Fig. 5. GII.4 entry is sensitive to factors controlling endo-lysosomal homeostasis and induces membrane wounding and subsequent wound repair mechanisms.

a GII.4 replication in the presence of PIKfyve inhibitor YM201636 at 1 h (black) and 24 h (red) at 37 ^oC. b GII.4 replication in the presence of vacuolin-1 (a lysosomal exocytosis inhibitor) at 1 h (gray) and 24 h (purple). c GII.4 replication in the presence of acid sphingomyelinase (ASM, amitriptyline) and neutral sphingomyelinase (NSM, GW4869) inhibitors at 1 h (black) and 24 h (blue). d Cell injury determination using propidium iodide (PI) uptake assay. Right panel: Graph quantitating membrane injury calculated by counting number of PI spots (red) counterstained with DAPI (blue) when HIEs were incubated with VLPs (ROI = 10), VLP + Ca²⁺ (ROI = 12) and media (ROI = 10). Significance was calculated using two-way ANOVA, Tukey’s multiple comparisons test. e Immunofluorescence staining showing GII.4-induced lysosomal exocytosis represented by the presence of LAMP-1 on the apical cell surface in media-treated cells compared to VLP-treated cells. LAMP-1 (red) and VP1 (green) colocalization was detected using mouse anti-LAMP-1 mAb and Gp Syd-pAb. (n = 3 HIE replicates). f VP1, ALIX and Gal-3 colocalization in VLP-treated and media-treated cells (1 h at 37^oC) using confocal microscopy. VP1 (green), ALIX (red) and gal-3 (white) were detected using Gp Syd-pAb, rabbit anti-ALIX pAb and rat-anti-gal3. Right panel: Graph showing colocalization between VP1, gal-3 and ALIX as estimated by Pearson Correlation Coefficient using EzColocalization (ROI = 16, black for VLP- and ROI = 17, blue for media-treated HIEs). Error bars indicate mean ± SD and P values were calculated using two-way ANOVA, Šídák’s multiple comparisons test. All the experiments were repeated independently three times with similar results. Error bars for a–c indicate mean ± SD calculated using 2 HIE replicates for 1 h and 3 HIE replicates for 24 h with two technical replicates/sample. P values were calculated using one-way ANOVA, Dunnett’s multiple comparisons test by comparing replication at 24 h to untreated control. Source data are provided as a Source Data file.
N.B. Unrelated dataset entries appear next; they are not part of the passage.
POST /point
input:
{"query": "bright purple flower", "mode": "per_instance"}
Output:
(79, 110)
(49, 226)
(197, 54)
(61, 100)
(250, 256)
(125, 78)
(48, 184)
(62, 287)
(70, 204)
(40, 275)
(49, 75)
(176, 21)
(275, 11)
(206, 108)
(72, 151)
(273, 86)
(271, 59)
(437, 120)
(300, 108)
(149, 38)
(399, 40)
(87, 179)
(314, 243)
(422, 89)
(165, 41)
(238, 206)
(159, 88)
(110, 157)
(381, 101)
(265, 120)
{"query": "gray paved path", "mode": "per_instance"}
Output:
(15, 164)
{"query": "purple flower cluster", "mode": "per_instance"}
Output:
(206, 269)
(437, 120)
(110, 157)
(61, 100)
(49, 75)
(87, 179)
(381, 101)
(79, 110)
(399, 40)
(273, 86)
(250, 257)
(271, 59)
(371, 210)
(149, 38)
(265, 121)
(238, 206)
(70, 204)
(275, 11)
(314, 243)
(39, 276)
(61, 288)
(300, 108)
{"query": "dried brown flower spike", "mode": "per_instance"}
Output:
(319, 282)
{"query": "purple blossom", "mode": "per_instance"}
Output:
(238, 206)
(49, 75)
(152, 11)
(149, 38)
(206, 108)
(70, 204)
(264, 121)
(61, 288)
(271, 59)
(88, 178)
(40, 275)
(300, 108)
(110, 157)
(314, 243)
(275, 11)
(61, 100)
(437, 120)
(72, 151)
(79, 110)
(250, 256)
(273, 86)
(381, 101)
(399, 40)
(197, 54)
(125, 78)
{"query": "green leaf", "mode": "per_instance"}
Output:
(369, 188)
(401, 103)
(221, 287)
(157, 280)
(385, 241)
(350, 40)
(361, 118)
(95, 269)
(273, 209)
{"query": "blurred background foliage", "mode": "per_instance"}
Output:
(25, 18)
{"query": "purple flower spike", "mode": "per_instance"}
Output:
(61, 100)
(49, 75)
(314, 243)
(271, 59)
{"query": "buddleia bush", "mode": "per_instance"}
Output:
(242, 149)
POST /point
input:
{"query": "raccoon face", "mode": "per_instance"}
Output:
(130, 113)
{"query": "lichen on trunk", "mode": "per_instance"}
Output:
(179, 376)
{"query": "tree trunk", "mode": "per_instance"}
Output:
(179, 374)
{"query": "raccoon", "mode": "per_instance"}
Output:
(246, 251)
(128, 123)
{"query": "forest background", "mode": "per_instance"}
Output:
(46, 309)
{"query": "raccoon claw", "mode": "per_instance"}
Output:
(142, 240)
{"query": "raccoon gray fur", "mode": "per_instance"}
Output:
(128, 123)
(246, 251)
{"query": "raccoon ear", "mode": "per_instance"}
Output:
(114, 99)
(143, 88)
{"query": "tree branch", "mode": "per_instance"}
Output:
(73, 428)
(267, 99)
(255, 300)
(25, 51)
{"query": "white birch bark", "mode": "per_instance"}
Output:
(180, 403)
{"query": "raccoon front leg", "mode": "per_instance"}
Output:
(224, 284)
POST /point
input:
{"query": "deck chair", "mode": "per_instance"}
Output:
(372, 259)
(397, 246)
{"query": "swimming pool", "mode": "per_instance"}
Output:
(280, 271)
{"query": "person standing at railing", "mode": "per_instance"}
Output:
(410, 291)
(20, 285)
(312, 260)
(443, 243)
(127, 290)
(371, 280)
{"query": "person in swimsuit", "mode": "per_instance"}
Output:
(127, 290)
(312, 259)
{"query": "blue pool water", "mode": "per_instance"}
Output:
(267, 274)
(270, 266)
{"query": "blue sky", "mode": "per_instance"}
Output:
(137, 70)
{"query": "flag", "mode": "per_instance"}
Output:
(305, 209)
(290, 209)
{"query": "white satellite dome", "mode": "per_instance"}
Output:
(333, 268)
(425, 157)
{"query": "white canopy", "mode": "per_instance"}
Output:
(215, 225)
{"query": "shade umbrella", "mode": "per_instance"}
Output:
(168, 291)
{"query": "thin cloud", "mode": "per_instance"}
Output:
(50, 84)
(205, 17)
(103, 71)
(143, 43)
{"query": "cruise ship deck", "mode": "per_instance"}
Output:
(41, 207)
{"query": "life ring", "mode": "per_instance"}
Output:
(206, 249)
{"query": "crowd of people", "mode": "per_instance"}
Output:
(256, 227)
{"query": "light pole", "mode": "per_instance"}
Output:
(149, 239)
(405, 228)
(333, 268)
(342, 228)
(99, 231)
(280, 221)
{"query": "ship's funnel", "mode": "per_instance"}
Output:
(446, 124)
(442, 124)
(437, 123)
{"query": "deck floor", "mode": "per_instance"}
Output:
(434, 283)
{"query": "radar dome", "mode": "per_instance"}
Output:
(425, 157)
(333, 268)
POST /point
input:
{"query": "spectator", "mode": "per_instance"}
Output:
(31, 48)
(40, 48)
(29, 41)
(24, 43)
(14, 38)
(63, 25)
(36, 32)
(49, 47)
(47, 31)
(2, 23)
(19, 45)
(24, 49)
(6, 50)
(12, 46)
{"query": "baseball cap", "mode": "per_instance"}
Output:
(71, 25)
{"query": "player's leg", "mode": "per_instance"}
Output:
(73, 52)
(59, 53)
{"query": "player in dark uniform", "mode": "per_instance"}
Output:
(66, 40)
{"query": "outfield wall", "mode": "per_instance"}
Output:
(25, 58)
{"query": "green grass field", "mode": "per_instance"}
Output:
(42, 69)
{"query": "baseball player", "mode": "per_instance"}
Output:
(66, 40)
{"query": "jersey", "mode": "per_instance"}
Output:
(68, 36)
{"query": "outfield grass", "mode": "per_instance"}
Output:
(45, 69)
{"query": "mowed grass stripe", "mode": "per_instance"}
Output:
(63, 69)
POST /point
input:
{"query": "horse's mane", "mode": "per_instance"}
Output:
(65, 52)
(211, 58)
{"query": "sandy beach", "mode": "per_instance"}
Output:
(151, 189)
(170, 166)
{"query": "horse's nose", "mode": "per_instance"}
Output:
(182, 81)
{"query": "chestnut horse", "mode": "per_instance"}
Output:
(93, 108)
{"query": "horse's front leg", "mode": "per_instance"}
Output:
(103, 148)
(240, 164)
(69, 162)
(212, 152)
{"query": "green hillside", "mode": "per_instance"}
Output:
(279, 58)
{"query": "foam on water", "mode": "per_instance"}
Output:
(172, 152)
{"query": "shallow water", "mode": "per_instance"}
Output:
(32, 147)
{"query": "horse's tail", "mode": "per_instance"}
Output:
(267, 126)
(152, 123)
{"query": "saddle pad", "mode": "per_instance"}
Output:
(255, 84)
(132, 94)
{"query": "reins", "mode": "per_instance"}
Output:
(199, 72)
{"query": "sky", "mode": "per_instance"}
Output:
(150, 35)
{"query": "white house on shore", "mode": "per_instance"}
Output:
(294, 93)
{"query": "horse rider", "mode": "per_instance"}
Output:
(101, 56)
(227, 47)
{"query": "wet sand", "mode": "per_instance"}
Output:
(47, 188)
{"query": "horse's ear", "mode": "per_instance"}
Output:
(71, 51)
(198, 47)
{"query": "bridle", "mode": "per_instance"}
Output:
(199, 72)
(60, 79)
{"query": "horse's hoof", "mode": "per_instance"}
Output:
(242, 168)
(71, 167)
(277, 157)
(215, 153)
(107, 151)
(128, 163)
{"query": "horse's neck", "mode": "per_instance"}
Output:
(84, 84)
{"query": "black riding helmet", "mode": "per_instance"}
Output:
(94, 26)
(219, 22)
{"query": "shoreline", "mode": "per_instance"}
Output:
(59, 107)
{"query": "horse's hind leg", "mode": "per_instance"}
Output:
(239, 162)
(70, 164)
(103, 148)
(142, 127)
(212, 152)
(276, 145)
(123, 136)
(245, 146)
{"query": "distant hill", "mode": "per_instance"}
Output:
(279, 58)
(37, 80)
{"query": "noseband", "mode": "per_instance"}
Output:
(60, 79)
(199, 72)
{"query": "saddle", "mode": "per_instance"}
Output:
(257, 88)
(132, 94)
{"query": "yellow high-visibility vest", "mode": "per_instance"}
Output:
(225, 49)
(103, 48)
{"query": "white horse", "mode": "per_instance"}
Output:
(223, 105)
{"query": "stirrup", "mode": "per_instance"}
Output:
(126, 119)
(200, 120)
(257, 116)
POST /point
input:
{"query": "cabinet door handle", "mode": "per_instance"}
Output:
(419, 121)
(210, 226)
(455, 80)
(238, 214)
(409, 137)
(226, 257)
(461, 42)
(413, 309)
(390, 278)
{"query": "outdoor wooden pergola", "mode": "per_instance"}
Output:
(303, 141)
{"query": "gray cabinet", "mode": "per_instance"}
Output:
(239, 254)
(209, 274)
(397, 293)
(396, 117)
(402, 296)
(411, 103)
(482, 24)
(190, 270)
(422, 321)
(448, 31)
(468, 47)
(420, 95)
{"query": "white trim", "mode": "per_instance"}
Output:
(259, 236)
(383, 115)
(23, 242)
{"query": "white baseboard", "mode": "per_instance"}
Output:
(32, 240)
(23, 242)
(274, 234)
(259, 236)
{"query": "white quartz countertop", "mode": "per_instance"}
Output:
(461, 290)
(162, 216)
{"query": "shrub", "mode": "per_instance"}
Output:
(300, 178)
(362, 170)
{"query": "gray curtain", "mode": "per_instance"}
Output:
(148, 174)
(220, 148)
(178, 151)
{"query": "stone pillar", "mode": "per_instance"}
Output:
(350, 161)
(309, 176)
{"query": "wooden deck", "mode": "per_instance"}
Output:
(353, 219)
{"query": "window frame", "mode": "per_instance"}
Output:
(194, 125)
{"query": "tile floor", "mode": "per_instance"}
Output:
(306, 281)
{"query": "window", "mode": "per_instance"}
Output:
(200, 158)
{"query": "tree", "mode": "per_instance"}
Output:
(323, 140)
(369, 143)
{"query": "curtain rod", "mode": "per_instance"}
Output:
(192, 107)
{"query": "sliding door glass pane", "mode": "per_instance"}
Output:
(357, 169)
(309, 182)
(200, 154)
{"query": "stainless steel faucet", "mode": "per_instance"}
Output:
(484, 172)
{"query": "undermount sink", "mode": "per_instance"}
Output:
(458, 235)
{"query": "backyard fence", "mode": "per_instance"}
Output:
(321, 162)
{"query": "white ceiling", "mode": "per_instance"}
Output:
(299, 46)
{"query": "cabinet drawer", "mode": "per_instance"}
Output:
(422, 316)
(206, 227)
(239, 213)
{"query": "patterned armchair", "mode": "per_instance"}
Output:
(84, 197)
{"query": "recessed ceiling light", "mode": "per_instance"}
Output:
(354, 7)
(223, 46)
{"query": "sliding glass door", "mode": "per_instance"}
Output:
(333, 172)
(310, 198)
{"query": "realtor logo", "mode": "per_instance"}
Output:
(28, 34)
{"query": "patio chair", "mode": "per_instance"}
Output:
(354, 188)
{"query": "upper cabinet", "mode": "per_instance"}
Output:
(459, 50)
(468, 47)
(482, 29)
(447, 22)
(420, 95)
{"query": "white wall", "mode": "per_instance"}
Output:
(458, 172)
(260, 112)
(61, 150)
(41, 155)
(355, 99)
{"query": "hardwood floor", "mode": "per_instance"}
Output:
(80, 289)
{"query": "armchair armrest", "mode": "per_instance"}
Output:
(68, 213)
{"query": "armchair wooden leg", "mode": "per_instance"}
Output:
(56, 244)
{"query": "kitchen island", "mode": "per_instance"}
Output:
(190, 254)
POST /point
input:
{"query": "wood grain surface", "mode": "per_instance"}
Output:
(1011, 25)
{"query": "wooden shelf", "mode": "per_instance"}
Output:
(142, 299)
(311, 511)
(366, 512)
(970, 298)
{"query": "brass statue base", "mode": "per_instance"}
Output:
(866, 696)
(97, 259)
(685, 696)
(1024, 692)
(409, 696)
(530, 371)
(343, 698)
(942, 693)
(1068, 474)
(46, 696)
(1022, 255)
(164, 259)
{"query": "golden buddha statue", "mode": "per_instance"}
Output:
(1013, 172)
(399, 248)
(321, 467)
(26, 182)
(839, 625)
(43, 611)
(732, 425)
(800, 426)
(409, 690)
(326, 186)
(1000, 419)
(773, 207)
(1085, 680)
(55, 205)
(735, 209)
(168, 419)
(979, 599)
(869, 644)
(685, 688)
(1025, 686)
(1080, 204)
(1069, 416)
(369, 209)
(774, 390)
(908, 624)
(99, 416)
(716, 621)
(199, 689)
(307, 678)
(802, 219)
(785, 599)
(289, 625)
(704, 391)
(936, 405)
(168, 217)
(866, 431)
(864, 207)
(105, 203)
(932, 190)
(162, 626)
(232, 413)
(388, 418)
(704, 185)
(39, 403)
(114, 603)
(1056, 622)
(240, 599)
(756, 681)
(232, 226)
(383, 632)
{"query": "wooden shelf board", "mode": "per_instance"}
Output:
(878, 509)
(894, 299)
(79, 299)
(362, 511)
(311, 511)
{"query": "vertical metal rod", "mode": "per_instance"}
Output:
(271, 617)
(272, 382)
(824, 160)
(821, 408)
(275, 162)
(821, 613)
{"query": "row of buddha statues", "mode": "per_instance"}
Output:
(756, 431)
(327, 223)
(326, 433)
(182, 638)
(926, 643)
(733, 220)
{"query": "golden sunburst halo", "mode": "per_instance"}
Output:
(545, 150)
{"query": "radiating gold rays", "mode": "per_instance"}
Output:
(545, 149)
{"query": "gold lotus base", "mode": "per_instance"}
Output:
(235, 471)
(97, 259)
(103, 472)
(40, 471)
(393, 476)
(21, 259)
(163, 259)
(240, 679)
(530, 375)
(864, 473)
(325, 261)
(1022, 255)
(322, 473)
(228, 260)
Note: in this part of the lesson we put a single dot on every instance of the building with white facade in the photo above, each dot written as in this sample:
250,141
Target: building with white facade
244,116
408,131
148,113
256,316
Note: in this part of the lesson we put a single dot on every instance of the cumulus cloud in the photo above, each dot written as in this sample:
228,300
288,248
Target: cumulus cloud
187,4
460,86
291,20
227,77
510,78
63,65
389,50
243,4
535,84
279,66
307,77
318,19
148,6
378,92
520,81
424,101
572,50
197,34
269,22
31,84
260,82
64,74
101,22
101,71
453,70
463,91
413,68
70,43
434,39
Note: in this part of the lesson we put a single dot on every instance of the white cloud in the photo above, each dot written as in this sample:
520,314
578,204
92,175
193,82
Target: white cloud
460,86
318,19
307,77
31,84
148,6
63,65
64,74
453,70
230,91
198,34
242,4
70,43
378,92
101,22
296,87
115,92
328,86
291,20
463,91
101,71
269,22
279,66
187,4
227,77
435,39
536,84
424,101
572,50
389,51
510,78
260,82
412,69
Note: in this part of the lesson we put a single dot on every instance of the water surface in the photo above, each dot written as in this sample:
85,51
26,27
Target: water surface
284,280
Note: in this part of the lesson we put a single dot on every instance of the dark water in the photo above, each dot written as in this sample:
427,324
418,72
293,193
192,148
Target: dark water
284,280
Fig. 6. GII.4 uses a complex entry mechanism involving cellular wound repair mechanisms and CLIC-mediated endocytosis.

(1) Binding of GII.4 with its glycan receptor (HBGAs and possibly with a still unidentified co-receptor) on the cell surface (2) induces plasma membrane wounding (3) triggering signaling responses that direct multiple membrane repair cellular components to the injury site. (4) ASM translocation to the plasma membrane surface results in conversion of sphingomyelin (SM) to ceramide. (5) Ceramide formation along with other membrane repair processes involving gal-3 (glycan damage sensor), ALIX (Ca²⁺ sensor) and membrane recycling processes regulated by Rab11 and Rab14 result in membrane reorganization and receptor clustering leading to (6) tubular carrier formation due to multiple interactions of virus with host factors causing membrane bending and (7) endocytosis regulated by Cdc42 and cholesterol. (8) GII.4 entry into the cell results in V-ATPase regulated endosomal acidification causing (9) conformational changes in the virus capsid and release of the viral genome from the endosomal compartment.